- Conservation status: Least Concern (IUCN 3.1)

Scientific classification
- Kingdom: Animalia
- Phylum: Chordata
- Class: Aves
- Order: Apodiformes
- Family: Trochilidae
- Genus: Eriocnemis
- Species: E. glaucopoides
- Binomial name: Eriocnemis glaucopoides (d'Orbigny & Lafresnaye, 1838)
- Synonyms: Eriocnemis dorbignyi

= Blue-capped puffleg =

- Genus: Eriocnemis
- Species: glaucopoides
- Authority: (d'Orbigny & Lafresnaye, 1838)
- Conservation status: LC
- Synonyms: Eriocnemis dorbignyi

Species of hummingbird

The blue-capped puffleg (Eriocnemis glaucopoides) is a species of hummingbird in the "brilliants", tribe Heliantheini in subfamily Lesbiinae. It is found in Argentina and Bolivia.

==Taxonomy and systematics==

The blue-capped puffleg is monotypic.

==Description==

The blue-capped puffleg is 9 to 13 cm long and weighs 4.0 to 4.5 g. It has a straight black bill. The male has dark green upperparts with a dark glittering blue forehead. Its underparts are mostly golden green, with a bluish green lower breast and shining purplish blue undertail coverts. Its leg puffs are white. The tail is long, forked, and blue-black. The female's upperparts are also dark green but without the blue forehead. Its throat, breast, and belly are bright cinnamon-buff and the undertail coverts have pale buff fringes. The female's tail is less deeply forked than the male's.

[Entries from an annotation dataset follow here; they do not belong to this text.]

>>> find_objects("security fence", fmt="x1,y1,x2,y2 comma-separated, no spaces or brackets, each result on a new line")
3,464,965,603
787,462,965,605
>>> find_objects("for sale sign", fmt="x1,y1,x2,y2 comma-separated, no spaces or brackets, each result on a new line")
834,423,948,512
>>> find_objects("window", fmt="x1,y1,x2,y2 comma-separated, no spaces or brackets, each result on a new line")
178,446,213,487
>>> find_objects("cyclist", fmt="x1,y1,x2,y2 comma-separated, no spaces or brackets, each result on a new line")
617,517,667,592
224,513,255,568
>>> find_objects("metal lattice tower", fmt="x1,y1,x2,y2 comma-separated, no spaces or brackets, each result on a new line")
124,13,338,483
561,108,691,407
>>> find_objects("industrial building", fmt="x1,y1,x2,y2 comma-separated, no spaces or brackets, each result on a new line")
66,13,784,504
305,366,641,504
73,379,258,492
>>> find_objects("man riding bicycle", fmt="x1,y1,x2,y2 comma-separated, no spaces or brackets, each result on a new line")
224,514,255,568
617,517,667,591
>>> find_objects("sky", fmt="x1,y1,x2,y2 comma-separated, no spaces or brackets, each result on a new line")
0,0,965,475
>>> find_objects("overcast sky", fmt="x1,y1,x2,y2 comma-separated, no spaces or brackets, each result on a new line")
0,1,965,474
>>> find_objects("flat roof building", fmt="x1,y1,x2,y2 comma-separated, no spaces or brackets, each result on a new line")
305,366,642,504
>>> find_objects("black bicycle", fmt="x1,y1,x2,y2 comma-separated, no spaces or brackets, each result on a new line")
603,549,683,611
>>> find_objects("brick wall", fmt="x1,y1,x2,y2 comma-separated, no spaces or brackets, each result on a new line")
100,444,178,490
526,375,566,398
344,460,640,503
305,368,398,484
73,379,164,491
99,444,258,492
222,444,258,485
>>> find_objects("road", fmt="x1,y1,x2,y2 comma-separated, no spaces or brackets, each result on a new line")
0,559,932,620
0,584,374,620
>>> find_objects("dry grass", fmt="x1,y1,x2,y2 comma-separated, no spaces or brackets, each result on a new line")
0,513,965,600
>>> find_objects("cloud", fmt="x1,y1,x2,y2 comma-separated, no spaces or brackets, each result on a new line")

==Distribution and habitat==

The blue-capped puffleg is the southernmost representative of its genus. It is found from Bolivia's La Paz and Cochabamba departments south into northwestern Argentina's Salta and Tucumán provinces. It generally inhabits humid slopes of grass and dense shrubs and the edges of cloudforest. In Argentina it also occurs in somewhat dryer landscapes. In elevation it ranges from 1500 to 3400 m but is most common between 2000 to 2500 m.

==Behavior==
===Movement===

The blue-capped puffleg is generally sedentary. However, it is known to make seasonal elevational movements in Argentina and suspected to do so in Bolivia.

===Feeding===

Almost nothing is known about the blue-capped puffleg's diet or feeding behavior. It has been observed taking nectar from low-growing plants.

===Breeding===

The blue-capped puffleg has been documented breeding in November in Bolivia but little else is known about the species' breeding phenology. The female incubates the clutch of two eggs but the incubation period and time to fledging are not known.

===Vocalization===

The blue-capped puffleg's vocalizations are not well known. As of early 2022, Xeno-canto and Cornell University's Macaulay Library each had a single recording. The only description of the vocalization is "a high-pitched 'zee-zee'".

==Status==

The IUCN has assessed the blue-capped puffleg as being of Least Concern. Though its population size is not known it is believed to be stable, and no specific threats have been identified. It is considered overall to be rare but locally common and occurs in two national parks in Argentina.